The Mixture of Western & Eastern Architecture

The architectural style of the early Nguyen dynasty was continued in North and Central Vietnam, though affected to some extent by Western architecture. This had resulted in some mixture that did not lack harmony or artistic value (e.g. the big pillars at Emperor Khai Dinh’s tomb or the main facade of the An Dinh Cung Palace in Hue as we see today). Yet, one should recognize the creativity and imagination of the Vietnamese masons in decorating the interior of the Palace with bits of ceramics and glass. In spite of the elements of a “hybrid” architecture, the Palace looks harmonious thanks to the combination of colors and Vietnam zed decorations of Western origin.

An Dinh Cung Palace - vietnam architecture under nguyen dynasty

Several pagodas in North Vietnam also expose some mixture of this kind. For example, the ceremonial hall of Co Le pagoda (Nam Dinh province) looks similar to that of a Catholic church. At Cua Ong Pagoda (Quang Ninh), the columns of the square pavilion are imitations of similar columns in European buildings (decorated with motifs of flowers and leaves on their upperparts, and dragons and phoenixes on their lower parts while the roofs are in the Vietnamese pattern).

As mentioned above, Western architecture is represented in Vietnam by various types of buildings, which catered to the needs of French rulers, businessmen, and French citizens of Vietnamese origin. This architecture came to Vietnam in different styles: Gothic, ancient and modem French, and European. Some buildings adhere to a specific style and some involve a combination of various styles. The Western architectural styles were introduced into Vietnam at different periods of time, modified according to the political, economic, and social conditions of Indochina and the world, as well as to the aesthetic tastes and whims of the French owners.

But the designers of Western-style buildings were also keen to learn from Asian architecture with a view to making the constructions more suited to the conditions of a hot and humid tropical climate. As a result, they adopted the traditional steep and curving roof covered with tube tiles and decorations, stylized images on the edges, and ends of the pitch roofs. Steep roofs were also installed above windows and doors.

They also adopted some elements and decorative motifs of traditional Vietnamese architecture, such as the stylized Han ideogram “longevity” on the main facade, the old “Fairy” motif (Co Tien) on the balustrade. Illustrations are the Office of the General Department of Physical Education and Sports

Tran Phu street, Hanoi, the Office of the Editorial Board of the Army Literature Review (Ly Nam De street, Hanoi) whose roofs and numerous architectural components are imitations of old Chinese architecture.
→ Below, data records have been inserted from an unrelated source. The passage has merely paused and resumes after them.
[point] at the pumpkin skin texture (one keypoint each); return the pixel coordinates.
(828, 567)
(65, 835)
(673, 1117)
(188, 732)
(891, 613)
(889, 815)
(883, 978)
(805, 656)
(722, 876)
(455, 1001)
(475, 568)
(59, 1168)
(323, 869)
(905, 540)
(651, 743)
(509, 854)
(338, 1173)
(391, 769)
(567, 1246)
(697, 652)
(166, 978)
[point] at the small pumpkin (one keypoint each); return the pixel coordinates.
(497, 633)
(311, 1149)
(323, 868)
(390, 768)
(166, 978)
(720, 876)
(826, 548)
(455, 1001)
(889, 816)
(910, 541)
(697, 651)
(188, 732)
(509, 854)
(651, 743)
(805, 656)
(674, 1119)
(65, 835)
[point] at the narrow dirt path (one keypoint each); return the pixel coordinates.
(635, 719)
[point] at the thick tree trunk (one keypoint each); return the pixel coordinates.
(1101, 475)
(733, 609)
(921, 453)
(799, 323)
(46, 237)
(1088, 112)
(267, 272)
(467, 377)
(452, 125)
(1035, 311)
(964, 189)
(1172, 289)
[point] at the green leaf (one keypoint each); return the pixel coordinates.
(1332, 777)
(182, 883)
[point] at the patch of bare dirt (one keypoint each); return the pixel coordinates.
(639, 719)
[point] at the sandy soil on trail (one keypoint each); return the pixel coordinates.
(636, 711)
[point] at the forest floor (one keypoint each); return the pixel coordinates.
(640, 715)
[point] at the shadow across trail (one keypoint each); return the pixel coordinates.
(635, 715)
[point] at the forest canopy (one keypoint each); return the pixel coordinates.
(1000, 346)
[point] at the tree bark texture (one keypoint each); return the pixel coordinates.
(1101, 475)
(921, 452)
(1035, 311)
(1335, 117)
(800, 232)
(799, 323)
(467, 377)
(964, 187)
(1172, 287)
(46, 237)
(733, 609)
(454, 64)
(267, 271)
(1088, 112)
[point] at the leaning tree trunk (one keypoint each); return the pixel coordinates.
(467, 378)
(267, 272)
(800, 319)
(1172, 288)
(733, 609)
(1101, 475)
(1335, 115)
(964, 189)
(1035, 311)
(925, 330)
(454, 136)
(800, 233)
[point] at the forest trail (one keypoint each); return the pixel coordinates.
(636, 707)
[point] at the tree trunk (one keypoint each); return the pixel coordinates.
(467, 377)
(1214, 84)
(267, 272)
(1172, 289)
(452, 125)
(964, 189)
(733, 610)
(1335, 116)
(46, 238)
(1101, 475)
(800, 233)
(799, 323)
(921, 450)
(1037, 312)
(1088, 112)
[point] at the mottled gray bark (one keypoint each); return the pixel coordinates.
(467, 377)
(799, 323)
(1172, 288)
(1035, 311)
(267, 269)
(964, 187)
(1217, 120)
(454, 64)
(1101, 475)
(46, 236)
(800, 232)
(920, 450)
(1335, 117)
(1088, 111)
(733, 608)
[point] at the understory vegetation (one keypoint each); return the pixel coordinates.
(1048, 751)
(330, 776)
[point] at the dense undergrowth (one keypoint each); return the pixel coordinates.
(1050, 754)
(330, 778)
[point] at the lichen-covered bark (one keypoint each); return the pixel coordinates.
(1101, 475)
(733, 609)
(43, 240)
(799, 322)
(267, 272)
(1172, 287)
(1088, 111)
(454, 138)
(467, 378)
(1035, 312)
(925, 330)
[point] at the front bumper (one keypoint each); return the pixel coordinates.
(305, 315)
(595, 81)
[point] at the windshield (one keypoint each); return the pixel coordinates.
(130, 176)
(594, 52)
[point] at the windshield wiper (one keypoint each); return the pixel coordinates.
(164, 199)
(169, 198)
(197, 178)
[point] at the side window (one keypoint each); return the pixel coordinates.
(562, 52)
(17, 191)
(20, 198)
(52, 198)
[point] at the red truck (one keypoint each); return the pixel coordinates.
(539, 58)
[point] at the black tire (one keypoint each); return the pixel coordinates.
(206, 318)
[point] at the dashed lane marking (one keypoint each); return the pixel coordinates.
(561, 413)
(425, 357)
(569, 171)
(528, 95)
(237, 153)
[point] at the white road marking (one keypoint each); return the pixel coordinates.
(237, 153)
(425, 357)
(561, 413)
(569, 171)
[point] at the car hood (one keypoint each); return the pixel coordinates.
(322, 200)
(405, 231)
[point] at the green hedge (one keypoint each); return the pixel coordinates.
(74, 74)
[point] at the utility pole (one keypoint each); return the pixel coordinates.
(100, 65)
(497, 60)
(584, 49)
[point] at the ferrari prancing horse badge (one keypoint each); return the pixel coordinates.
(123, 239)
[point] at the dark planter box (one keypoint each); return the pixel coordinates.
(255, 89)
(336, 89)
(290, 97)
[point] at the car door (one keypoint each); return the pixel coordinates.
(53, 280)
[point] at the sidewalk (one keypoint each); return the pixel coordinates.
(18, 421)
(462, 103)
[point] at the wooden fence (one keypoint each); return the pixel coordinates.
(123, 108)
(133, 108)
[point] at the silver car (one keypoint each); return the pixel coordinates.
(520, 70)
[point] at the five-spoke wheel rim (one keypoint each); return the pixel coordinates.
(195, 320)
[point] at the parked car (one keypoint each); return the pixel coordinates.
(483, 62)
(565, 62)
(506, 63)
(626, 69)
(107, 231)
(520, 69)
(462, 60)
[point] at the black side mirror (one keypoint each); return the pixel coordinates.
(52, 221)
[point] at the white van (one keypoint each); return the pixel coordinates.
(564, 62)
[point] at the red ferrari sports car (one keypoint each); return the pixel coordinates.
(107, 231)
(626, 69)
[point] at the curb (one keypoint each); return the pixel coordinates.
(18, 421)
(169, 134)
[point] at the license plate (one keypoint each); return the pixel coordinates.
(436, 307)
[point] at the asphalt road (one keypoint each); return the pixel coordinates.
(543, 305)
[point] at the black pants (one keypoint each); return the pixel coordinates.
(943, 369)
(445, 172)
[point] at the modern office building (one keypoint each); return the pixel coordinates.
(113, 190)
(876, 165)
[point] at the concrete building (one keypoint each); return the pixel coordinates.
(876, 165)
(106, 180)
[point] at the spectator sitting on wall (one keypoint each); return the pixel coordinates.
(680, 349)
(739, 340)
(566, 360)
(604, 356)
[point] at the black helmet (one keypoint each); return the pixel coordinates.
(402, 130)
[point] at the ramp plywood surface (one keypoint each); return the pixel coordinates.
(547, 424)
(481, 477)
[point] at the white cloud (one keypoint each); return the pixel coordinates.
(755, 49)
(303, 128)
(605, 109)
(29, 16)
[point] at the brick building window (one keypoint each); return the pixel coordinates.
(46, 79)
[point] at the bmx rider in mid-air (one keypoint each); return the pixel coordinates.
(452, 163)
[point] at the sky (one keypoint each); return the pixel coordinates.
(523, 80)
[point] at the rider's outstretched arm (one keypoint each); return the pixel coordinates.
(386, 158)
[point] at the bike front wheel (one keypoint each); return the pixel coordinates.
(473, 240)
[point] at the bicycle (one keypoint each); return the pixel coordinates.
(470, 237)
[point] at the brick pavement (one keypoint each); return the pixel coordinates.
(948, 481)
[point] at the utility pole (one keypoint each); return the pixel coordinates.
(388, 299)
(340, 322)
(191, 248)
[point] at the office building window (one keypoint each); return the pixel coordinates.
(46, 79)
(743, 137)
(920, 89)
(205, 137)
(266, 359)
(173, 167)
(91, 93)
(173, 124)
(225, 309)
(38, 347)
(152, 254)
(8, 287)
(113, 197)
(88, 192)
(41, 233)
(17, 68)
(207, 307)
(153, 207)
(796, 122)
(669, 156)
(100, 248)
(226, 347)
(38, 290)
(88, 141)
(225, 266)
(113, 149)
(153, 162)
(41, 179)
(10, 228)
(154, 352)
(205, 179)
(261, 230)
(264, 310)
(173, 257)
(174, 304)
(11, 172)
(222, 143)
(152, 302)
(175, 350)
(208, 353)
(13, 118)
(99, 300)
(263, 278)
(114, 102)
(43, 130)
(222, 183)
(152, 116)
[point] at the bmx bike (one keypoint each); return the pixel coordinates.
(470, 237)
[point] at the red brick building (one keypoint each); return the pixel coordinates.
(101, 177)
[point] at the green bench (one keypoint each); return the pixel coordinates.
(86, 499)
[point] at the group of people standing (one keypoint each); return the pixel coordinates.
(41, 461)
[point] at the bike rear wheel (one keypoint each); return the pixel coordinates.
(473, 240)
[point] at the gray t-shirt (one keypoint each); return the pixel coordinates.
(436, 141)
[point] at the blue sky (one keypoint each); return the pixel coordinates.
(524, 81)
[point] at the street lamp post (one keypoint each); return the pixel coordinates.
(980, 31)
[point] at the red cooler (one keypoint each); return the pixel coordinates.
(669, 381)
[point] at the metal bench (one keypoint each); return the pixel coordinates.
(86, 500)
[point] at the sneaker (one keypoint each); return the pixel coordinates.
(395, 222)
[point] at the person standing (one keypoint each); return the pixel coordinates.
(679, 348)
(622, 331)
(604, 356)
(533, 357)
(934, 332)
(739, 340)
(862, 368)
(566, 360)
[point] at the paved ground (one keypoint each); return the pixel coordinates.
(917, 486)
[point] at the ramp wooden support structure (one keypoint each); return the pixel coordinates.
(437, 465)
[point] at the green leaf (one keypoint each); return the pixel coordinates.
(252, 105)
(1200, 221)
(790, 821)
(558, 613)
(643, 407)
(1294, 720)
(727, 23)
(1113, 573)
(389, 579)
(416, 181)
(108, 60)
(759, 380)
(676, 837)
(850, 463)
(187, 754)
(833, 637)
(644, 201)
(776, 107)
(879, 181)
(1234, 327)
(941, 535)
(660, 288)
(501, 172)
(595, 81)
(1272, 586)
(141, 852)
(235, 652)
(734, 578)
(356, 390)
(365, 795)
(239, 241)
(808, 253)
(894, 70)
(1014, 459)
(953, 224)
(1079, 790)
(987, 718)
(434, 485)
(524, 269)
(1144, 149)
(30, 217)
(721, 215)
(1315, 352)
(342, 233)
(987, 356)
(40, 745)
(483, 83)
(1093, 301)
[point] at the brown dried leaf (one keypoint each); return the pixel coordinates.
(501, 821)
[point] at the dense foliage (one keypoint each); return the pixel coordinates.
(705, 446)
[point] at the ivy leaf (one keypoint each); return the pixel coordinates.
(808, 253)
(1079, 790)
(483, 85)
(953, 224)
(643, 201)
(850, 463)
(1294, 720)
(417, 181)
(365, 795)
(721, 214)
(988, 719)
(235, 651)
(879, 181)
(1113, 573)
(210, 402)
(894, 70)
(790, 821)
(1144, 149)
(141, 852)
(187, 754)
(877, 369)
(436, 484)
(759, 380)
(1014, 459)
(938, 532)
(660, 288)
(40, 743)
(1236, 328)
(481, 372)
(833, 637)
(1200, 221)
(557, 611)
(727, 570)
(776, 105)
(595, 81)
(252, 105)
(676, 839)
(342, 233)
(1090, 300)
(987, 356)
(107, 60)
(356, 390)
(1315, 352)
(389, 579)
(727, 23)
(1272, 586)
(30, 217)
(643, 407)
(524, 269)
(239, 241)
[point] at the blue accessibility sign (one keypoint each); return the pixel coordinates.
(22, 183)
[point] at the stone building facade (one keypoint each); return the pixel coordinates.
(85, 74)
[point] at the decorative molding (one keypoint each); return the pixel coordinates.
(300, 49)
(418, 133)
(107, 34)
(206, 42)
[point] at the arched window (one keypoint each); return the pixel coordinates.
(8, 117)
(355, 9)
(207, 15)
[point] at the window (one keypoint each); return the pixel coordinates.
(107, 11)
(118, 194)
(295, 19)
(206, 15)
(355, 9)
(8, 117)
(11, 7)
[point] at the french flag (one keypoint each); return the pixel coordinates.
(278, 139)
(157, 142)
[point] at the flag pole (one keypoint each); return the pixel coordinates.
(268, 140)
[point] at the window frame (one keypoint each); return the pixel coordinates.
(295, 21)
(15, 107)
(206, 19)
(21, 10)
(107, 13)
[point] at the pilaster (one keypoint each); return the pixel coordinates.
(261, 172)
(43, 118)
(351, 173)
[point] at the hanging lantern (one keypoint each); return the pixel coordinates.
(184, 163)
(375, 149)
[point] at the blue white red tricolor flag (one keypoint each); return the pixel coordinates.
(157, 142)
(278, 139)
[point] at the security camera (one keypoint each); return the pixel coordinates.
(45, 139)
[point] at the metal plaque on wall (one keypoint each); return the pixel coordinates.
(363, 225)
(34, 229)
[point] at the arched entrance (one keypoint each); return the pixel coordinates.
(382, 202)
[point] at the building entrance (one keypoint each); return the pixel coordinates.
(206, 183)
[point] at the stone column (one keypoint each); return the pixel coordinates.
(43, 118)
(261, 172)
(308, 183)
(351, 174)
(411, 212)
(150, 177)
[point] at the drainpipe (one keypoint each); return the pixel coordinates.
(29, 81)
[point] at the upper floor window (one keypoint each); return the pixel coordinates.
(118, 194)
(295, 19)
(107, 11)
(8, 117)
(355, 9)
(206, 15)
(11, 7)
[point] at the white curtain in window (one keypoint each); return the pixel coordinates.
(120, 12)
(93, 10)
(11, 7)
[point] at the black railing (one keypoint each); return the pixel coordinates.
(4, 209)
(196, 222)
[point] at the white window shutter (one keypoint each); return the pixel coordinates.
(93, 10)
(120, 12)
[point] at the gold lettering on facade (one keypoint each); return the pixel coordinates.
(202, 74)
Buildings designed by French-trained Vietnamese architects are closer to traditional Vietnamese architecture (the office of the Foreign Ministry in Chu Van An street, Hanoi, for example, has many steep tiled roofs covering the main body of the house and its windows, ventilation holes in the ceiling, two-layer windows and doors, thick brick walls).

vietnam architecture under nguyen dynasty

The Traditional Vietnamese Architecture under Nguyen Dynasty

The traditional architecture of Vietnamese feudal dynasties had no designs and drawings. The construction of palaces, pagodas, and houses was done in accordance with personal experience and traditions and drawing confined to decorations and decorative motifs. Unlike it, Western architecture had an academic character with buildings designed by duly trained architects.

Traditional Vietnamese architecture uses wood as the main building material, brick walls playing a subsidiary role. But Western architecture uses mainly bricks and tiles with steel and concrete (in the structure of floor and roof). During the colonial period, modem architecture involved box-like buildings with flat cement roofs, a system of reinforced concrete columns and frames, and large glass windows spanning the whole body of the building. (Ba Dinh, near the Ho Chi Minh Mausoleum in Hanoi).

Traditional Vietnamese architecture based on wood, bricks, and tiles played a dominant role in Vietnamese cities and towns prior to 1884. It had to give way to Western architecture during the 1884-1945 period (brick, tiles, steel, concrete).